A aprovação, nesta quarta-feira (1º), da nova Lei da Nacionalidade no Parlamento português reacendeu o debate sobre o endurecimento das regras de acesso à cidadania em Portugal. O texto foi aprovado com 152 votos a favor, 64 contra e uma abstenção, e altera pontos centrais do regime, incluindo o fim do regime especial para descendentes de judeus sefarditas e o aumento do rigor na transmissão da nacionalidade para cônjuges e filhos de portugueses naturalizados.

Agora, o texto segue para análise do Presidente da República, etapa em que poderá ser promulgado, vetado ou submetido a fiscalização preventiva da constitucionalidade. Até a conclusão desse processo e a eventual publicação em Diário da República, a nova lei ainda não produz efeitos — o que mantém, no curto prazo, as regras atuais em vigor e abre uma janela de atenção para quem ainda pretende iniciar seu pedido.

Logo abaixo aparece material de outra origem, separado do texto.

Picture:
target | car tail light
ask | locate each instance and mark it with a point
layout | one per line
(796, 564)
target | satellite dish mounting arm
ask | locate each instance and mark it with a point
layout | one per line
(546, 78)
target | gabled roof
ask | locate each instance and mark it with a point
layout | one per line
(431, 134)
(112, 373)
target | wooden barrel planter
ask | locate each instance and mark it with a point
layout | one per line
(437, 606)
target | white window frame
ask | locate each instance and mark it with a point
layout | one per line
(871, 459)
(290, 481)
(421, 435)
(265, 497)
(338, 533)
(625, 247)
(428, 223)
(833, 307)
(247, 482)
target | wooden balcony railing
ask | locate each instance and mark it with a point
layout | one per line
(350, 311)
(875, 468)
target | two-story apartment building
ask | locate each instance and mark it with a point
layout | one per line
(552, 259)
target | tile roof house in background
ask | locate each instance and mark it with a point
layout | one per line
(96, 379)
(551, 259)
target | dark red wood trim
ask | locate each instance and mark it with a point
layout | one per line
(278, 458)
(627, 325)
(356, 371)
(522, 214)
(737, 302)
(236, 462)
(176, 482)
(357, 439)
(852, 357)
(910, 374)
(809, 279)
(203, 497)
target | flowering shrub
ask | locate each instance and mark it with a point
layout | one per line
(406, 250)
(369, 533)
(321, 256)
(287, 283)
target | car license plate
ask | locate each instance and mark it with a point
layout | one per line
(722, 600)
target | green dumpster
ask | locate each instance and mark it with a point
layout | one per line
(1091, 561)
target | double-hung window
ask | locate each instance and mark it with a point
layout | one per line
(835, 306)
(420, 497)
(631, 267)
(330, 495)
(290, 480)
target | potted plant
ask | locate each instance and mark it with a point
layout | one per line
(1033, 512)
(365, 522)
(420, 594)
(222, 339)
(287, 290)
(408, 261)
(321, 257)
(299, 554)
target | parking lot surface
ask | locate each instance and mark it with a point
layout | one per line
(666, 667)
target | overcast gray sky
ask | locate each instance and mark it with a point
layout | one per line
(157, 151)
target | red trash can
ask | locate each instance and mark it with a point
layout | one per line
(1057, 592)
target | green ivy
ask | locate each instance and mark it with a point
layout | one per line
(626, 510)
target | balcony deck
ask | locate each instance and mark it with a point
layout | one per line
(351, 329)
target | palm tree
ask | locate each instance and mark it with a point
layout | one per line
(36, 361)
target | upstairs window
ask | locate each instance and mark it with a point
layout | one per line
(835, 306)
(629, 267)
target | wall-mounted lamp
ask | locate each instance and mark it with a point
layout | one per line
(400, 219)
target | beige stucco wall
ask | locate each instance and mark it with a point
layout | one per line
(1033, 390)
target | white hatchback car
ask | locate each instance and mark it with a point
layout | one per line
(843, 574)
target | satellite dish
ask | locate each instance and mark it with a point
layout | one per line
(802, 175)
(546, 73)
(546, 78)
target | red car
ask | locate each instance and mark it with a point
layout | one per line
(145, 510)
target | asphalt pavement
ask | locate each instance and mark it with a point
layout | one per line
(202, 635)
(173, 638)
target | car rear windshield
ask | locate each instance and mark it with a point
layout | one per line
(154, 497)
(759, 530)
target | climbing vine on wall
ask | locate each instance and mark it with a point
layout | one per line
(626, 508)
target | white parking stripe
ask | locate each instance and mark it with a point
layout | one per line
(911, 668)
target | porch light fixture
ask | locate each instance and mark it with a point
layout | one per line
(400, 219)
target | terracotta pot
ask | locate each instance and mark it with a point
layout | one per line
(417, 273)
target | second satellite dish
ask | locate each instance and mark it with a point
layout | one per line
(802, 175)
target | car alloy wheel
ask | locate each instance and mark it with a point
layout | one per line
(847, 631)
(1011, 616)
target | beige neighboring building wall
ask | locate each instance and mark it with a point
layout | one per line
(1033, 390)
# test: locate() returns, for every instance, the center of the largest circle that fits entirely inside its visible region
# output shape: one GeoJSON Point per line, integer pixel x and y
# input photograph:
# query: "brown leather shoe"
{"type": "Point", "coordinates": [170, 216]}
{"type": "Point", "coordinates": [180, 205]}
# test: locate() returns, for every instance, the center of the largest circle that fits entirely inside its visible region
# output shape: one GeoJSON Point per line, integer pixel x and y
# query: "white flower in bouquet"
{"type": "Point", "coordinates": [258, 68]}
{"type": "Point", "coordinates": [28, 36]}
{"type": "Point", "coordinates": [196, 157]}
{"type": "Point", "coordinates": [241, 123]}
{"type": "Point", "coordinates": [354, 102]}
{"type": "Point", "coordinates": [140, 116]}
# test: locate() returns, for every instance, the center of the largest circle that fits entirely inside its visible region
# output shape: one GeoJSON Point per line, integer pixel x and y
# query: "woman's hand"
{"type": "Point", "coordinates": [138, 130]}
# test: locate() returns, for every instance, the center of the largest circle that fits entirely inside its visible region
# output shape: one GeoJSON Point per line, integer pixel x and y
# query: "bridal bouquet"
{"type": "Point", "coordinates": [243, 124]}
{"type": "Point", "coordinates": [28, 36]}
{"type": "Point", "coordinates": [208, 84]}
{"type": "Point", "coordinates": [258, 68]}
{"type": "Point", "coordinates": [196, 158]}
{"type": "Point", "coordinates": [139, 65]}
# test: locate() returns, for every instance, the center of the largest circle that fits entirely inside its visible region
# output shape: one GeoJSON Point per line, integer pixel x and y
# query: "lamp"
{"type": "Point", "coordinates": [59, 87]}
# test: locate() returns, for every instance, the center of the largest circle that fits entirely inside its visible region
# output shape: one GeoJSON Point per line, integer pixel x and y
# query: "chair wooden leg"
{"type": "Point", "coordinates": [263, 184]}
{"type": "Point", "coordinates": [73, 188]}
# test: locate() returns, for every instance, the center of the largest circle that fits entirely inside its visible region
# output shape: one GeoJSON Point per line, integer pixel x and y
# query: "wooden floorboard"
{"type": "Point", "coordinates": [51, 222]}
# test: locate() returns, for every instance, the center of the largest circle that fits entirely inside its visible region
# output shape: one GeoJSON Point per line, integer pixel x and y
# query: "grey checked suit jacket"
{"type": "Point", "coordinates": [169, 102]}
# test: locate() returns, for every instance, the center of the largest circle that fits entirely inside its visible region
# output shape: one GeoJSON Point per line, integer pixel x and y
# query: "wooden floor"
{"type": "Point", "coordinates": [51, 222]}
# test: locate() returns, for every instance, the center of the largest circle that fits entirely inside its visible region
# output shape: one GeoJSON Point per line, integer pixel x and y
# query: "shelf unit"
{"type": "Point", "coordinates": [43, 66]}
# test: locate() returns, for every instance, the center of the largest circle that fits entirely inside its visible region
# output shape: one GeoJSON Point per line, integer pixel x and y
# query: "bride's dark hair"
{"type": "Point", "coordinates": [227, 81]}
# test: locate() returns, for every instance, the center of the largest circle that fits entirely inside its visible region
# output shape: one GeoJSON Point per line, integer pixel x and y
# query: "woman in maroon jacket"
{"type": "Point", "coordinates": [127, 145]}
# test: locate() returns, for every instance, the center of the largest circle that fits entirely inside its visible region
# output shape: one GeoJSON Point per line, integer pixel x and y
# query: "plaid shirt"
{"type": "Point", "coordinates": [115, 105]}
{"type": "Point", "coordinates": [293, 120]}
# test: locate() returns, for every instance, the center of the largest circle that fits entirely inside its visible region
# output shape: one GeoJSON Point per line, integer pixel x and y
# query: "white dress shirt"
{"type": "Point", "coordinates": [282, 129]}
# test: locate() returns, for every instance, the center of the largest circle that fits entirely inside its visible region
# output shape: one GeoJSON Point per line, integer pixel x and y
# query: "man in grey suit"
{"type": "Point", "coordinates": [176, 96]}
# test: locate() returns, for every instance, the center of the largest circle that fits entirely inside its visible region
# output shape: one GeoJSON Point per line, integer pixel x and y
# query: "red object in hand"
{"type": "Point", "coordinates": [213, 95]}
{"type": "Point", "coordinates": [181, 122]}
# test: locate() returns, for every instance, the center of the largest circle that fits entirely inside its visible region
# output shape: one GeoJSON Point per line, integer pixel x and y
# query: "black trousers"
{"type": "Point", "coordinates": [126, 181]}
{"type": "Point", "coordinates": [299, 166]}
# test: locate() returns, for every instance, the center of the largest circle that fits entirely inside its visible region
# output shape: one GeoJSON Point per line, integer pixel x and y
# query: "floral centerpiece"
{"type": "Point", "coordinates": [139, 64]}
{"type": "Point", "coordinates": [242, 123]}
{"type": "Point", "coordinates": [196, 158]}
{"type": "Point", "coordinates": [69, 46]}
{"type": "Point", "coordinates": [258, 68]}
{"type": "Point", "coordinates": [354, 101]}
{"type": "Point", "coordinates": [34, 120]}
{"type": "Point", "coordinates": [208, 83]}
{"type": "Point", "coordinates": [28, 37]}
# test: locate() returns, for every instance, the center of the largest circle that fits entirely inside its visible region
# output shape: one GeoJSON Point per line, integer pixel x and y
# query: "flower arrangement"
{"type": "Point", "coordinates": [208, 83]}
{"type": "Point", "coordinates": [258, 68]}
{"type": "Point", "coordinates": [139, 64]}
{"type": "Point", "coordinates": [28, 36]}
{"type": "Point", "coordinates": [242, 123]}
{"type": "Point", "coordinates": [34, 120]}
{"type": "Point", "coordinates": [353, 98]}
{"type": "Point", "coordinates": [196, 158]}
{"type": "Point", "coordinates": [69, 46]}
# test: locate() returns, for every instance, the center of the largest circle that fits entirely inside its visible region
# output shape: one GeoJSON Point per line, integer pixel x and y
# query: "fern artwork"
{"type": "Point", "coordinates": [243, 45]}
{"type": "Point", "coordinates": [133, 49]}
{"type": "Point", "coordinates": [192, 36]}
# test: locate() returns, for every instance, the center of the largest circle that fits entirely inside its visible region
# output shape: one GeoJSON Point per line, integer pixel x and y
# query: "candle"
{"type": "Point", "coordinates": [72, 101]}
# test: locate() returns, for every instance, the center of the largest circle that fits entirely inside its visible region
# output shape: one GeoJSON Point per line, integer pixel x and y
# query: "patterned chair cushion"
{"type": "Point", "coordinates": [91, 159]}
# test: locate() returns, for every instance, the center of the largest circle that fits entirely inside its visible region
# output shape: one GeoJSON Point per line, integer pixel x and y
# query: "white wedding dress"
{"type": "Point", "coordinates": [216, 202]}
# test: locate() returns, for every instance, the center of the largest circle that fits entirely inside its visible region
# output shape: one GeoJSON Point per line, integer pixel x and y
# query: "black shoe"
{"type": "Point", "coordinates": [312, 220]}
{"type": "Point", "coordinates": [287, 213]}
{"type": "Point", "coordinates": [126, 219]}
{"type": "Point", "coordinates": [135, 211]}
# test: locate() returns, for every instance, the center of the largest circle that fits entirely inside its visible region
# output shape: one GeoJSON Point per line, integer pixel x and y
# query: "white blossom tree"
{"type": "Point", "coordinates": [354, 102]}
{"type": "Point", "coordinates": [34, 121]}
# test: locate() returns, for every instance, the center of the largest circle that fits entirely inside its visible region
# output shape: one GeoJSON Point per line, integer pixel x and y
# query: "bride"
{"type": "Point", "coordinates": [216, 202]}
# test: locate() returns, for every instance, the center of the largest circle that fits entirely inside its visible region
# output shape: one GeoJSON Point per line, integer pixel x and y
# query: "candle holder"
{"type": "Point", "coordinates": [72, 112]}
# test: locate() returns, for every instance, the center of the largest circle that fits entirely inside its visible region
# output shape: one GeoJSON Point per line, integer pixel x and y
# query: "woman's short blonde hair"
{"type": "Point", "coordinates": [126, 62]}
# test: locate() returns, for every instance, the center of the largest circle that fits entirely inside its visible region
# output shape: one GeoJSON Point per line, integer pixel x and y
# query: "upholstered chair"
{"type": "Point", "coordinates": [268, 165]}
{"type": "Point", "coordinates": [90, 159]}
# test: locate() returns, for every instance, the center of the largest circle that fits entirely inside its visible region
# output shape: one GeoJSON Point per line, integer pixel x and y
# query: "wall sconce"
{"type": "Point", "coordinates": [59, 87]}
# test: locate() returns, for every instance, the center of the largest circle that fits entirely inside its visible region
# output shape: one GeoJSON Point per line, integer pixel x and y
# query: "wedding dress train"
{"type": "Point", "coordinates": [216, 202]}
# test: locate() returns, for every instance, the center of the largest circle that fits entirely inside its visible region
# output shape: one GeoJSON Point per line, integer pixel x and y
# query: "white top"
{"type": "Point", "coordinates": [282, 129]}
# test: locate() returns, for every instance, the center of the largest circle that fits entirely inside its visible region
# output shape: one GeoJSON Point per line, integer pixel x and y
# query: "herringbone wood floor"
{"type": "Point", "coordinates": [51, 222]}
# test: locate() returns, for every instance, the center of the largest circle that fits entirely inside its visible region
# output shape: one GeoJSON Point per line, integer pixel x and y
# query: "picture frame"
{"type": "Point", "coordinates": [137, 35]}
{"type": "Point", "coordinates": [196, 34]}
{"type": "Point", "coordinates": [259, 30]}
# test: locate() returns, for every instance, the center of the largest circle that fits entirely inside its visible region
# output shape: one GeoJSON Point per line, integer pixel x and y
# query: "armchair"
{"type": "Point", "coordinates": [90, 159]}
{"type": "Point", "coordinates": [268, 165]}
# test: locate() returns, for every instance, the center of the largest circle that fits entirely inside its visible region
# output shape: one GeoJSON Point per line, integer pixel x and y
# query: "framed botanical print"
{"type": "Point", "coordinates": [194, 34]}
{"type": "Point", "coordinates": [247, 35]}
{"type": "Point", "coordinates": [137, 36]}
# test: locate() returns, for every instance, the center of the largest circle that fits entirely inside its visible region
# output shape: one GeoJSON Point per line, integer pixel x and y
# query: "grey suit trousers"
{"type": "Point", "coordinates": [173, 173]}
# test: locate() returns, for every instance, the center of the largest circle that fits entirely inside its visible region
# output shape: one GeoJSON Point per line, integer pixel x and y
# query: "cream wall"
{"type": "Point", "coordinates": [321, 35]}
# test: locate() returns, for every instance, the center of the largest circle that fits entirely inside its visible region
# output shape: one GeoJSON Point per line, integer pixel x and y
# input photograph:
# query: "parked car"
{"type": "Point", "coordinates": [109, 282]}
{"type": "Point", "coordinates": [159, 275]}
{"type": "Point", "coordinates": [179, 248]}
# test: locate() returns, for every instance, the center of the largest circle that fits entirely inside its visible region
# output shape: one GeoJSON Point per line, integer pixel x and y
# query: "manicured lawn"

De acordo com a Martins Castro, escritório especializado em nacionalidade portuguesa e mobilidade internacional, a votação representa um novo movimento de restrição em um tema que envolve não apenas critérios legais, mas também segurança jurídica, previsibilidade e reconhecimento histórico. A avaliação é de que a mudança pode gerar impacto relevante para famílias que ainda estudam iniciar seus processos, especialmente em um cenário no qual a nova redação amplia exigências e reduz caminhos atualmente utilizados pelos requerentes.

Em entrevistas recentes, a jurista Isabel Comte, especialista da Martins Castro, vem sustentando que alterações desse tipo não devem ser lidas apenas como uma mudança burocrática, mas como uma decisão com impacto humano e simbólico. Entre os argumentos recorrentes apresentados por ela estão a defesa da reparação histórica ligada à via sefardita, a necessidade de preservar a estabilidade das regras em vigor no momento da submissão do pedido e a crítica a mudanças que, na prática, criam insegurança para famílias que organizam sua documentação com antecedência.

“Estamos diante de um movimento não apenas português, mas também europeu, de maior rigidez no acesso à nacionalidade e de restrição a caminhos que impactam diretamente o planejamento de milhares de famílias. Quando o acesso à nacionalidade passa a depender de regras mais rígidas e de um ambiente de maior incerteza, o risco não é apenas jurídico: é também social e histórico. A via sefardita nasceu como reconhecimento de uma trajetória de pertencimento, e qualquer mudança precisa ser analisada com extrema cautela”, afirma Renato Martins, advogado e CEO da Martins Castro.

O que se abre agora é um período decisivo. O texto ainda precisa passar pela etapa presidencial e, eventualmente, por controle constitucional. Até lá, para Renato Martins, a principal mensagem é de atenção e ação imediata: “quem ainda não deu entrada no processo deve avaliar o caso com rapidez e estratégia, porque mudanças legislativas desse tipo tendem a reduzir margens e aumentar a insegurança jurídica”, finaliza o advogado.